La risposta della autorità irlandese è stata forse ancora più specifica: «Thema International Fund ha dato incarico di banca depositaria a HSBC Institutional Trust Services (Ireland) Limited, e la normativa Ucit prevede che la banca depositaria sia parte responsabile nei confronti di Thema International Fund e dei suoi investitori per qualsiasi perdita dovuta a un'ingiustificata mancata osservanza dei propri obblighi.
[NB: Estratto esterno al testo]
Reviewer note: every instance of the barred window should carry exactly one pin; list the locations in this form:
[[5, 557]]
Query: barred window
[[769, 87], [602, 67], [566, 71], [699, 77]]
Tale responsabilità non viene meno se i cespiti vengono dati in sotto-custodia ad altri».
In altre parole, secondo le autorità di controllo lussemburghesi e irlandesi, i garanti finali dei beni sono le banche depositarie. La notizia non potrà che far piacere agli investitori. «Noi abbiamo investito il 15% circa del fondo che gestiamo su Thema ed Herald, proprio perché erano entrambi armonizzati, e quindi sicuri per quanto riguarda la reale esistenza dei titoli presso le depositarie», dice un altro gestore che opera in Svizzera e chiede l'anonimato. «Poiché le clausole in merito alle responsabilità delle banche depositarie sono chiare e vincolanti, mi aspetto che ci venga rimborsato il denaro al più presto. In caso contrario verrebbe messa in discussione la stabilità dell'intero settore dei fondi armonizzati europei».
Per Hsbc, le cattive notizie non finiscono qui. Un'altra rivendicazione potrebbe arrivare anche dal Banco Santander, proprietario attraverso una sussidiaria irlandese di Optimal Multiadvisors e Optimal Strategic, due fondi che che hanno perso 2,33 miliardi di euro nella truffa di Madoff. In un suo comunicato stampa, Santander ha espressamente citato Hsbc Institutional Trust Services, la sussidiaria irlandese del Gruppo Hsbc, come "custode" dei cespiti dei fondi Optimal dicendo di essere pronta a «intraprendere qualsiasi azione legale a difesa degli interessi dei suoi clienti».